Un univers saisissant
Chose certaine, on a envie de parcourir Liberty City, la New York miniature, on a hâte de découvrir les îles encore interdites. Chaque quartier diffère d'un autre, autant au niveau de l'agencement, de l'architecture, que des passants dans la rue. On ne se sent pas du tout de la même façon à Bohan, le quartier noir, misérable, étouffant et sale, qu'à Algonquin, avec ses larges artères interminables et immaculées, ses yuppies de la classe bourgeoise blanche et ses grattes-ciel, ou encore le quartier du début du jeu (dont j'ai oublié le nom), plus banlieusard et ordinaire, peuplé d'immigrants asiatiques et russes qui tiennent boutique, jusqu'à la zone industrielle infestée par les motards.
Les différents personnages du jeu, avant qu'ils n'ouvrent la bouche, avant qu'ils ne posent leur gestuelle souvent caricaturale, sont bien campés, ils collent à leur fonction, leur statut, leur genre. Leur modélisation est exceptionnelle pour un open-world (elle le sera plus encore dans les extensions). Visuellement, et c'est le vrai point fort de Rockstar (d'ailleurs le seul), on y croit, on est littéralement dedans. Peu importe que la circulation manque encore de densité, que le frame-rate tombe dès qu'on accélère un peu trop ou que trop d'éléments explosent lors d'une fusillade. Peu importe des textures pauvres de près, de la verdure primaire, du clipping, car, malgré toutes ces faiblesses, le jeu a capturé quelque chose d'essentiel, qu'il reproduira dans Red Dead Redemption ; avant de voir et de dénombrer les défauts, il y a l'illusion que tout cela est naturel, pas forcément réel, mais naturel. On n'admire pas pour "la tuerie graphique", on admire, c'est tout, on a l'impression que la lumière du jour n'est jamais tout à fait la même. La ville est claire dans l'après-midi, elle baigne dans un jaune chaleureux et flou le soir. Il pleut, il y a de l'orage, de la brume. Certes, au bout d'un temps, on en a fait le tour, mais rien ne paraît artificiel.
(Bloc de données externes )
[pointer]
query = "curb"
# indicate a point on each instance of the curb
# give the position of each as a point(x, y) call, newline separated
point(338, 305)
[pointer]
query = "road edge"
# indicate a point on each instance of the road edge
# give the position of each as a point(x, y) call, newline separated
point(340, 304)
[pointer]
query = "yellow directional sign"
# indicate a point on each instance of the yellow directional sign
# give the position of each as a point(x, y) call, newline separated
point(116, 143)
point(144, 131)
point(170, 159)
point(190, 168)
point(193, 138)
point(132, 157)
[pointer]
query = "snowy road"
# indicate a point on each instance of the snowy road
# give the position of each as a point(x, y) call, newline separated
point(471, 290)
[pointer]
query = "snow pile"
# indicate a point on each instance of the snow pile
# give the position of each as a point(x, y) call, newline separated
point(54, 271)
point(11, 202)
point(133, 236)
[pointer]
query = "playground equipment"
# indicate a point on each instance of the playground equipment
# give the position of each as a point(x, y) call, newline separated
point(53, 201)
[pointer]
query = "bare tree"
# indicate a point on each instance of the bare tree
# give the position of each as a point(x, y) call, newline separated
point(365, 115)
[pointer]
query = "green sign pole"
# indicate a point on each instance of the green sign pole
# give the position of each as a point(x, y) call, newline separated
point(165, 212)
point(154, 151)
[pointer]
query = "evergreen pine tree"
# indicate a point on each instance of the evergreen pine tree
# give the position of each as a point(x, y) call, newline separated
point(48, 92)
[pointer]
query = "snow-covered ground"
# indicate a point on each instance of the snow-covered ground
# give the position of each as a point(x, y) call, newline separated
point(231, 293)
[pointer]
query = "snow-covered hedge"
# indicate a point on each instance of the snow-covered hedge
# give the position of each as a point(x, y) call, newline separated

Cela est renforcé par le moteur physique ; les véhicules se conduisent prudemment, et renverser quelqu'un semble, littéralement, le blesser légèrement ou mortellement selon l'impact. Si on lui roule dessus, on verra deux traînées rouges tracées par nos roues. Il y a un nombre incalculables de détails "qui sonnent vrais", autant dans la violence et la douleur (après tout, on incarne un criminel), que dans la vie de cette ville, avec son métro quasi-inutile d'un point de vue ludique, mais en même temps si précieux pour nous immerger davantage, avec ses passants pendus à leur portable, ou portant des sacs de provisions, ses camions-bennes le matin quand il fait encore nuit, et pour peu qu'on s'amuse à suivre un avion en hélicoptère, on le verra se diriger vers l'aéroport. C'est saisissant, bien mieux réussi et subtil, par exemple, qu'un The Saboteur où on nous annonçait l'anniversaire d'Hitler tous les deux jours (d'où l'expression, j'imagine "Il a pris dix ans d'un coup" ?)...
En fait, de la même manière que Red Dead Redemption, le visuel immersif au possible sera saboté par un scénario débile et incohérent, en plus de certains tics personnels à Rockstar ; avalanche de références souvent gratuites et même parfois hors de propos (que vient faire ici une référence à Terminator 2 !?!!!), humour de bas étage, incapacité à faire évoluer les personnages...
Un scénario d'une nullité quasi-totale (avec un peu de spoil)
Originaire de l'Europe de l'Est, Niko débarque à Liberty City en s'imaginant mener la belle vie avec son cousin Roman qui lui a parlé de sa réussite exceptionnelle. La vérité pointe très vite son nez ; Roman est une espèce de fanfaron ridicule et pitoyable, sans le sou, et endetté auprès de la pègre russe à cause de ses problèmes de jeux.
Premier problème ; il semble que Niko et Roman aient grandi ensemble, du moins qu'ils aient été proches dans leur pays d'origine. Donc Niko connaît son cousin, et son penchant pour se donner une image flatteuse, qui ne doit pas daté d'hier. Pourquoi croirait-il aujourd'hui à ses mensonges ?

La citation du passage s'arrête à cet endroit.